We end up with faster code by trading memory for CPU time. In most cases it's worth it as the second call to a function will be near-instanteous, if all primes up to the square root of the parameter have already been cached.

This can also be applied to other functions, like costly data base lookups where the result doesn't change, but is needed multiple times. As it is transparent to the caller it's an obvious optimization to make, when profiling finds a function slowing down the code.

Impressions of Squeak

It's slow. Granted, this was on a 450 MHz system which I accessed via X-forwarding, but I'll better prepare the image on my faster computer and try to re-assess performance on a headless session.

Apart from being slow, it has also questionable looks with very bright colours and a comic-style font. But behind these looks...there's a system which seems very well thought-out and is intuitive to use for a first time user.

Installation of programs is made easy by an integrated package manager. Everything is graphical and clear, although it can be confusing with many windows opened.

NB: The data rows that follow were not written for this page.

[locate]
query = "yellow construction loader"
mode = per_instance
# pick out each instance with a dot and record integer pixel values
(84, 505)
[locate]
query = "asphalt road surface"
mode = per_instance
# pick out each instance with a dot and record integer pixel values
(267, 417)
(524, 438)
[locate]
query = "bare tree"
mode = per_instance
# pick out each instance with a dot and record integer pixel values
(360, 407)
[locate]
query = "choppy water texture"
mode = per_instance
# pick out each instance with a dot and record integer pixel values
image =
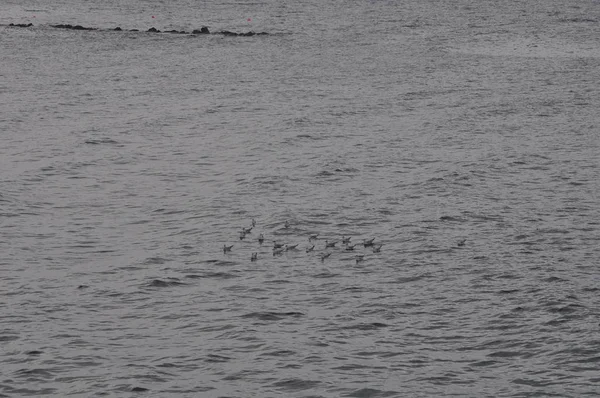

Now I'll have to learn more about Smalltalk and using Squeak before I have a closer look at AIDA/Web and Seaside.

Thursday, 2 April 2009

First stop - Smalltalk

The first frameworks I'll look at will be written in Smalltalk. I set up an old PC (450MHz Celeron, 256MB RAM) with Debian Lenny and installed Squeak and also got an old (1996, pre Squeak) Smalltalk book from the library to learn enough of the language.

A short look at the two available frameworks:

Seaside

This framework differs from others by managing state using continuations, which makes it very interesting. It seems to attract developers as shown by projects such as the CMS pier and the related meta-description framework magritte (If I understand it correctly, it servers to create re-usable models of re-occuring tasks like data validation.). Recent versions advertise a big reduction of memory usage, which seems to have been a problem in the past.

20090410: To gain a better understanding of continuations in Seaside, have a look at Julian Fitzell's blog post. It's very interesting, thanks to him for pointing to it.

AIDA/Web

AIDA/Web was first presented in 1996 and still actively in development. It seems to be very mature and powers for instance the Squeak home page. It is based on MVC, supports Ajax and even includes a web server. It advertises integrated session and security support and REST-like urls, but I have yet to find out how they do it. It claims simplicity yet to allow for complex applications, just like the language Smalltalk.

Wednesday, 1 April 2009

Where the journey starts and where it might lead.

We're at day 0 of this project, so let's have a look at where I stand now.

I'm a student of commercial information systems. During my studies and in intern and open source jobs, I've mostly worked with multi-platform or Unix/Linux applications in C/C++, but also touched Java and C#. In the time before, I've briefly worked with XHTML, CSS, PHP and MySQL during an internship, back when nobody really knew what AJAX meant.

About two years ago, due to a strong interest in linguistics, I became interested in functional programming and experimented with languages like Erlang, Haskell and finally Common Lisp.

You should therefore expect lesser known frameworks on my list, written in more obscure languages. This includes Furnace written in Factor or Seaside written in Smalltalk.

Depending on how I like a framework and the language it's written in, I might not write much about it. And I don't know yet what to write, but we're only at day 0 and there's no reason to worry about this now. Let's see, I'm looking forward to this experience.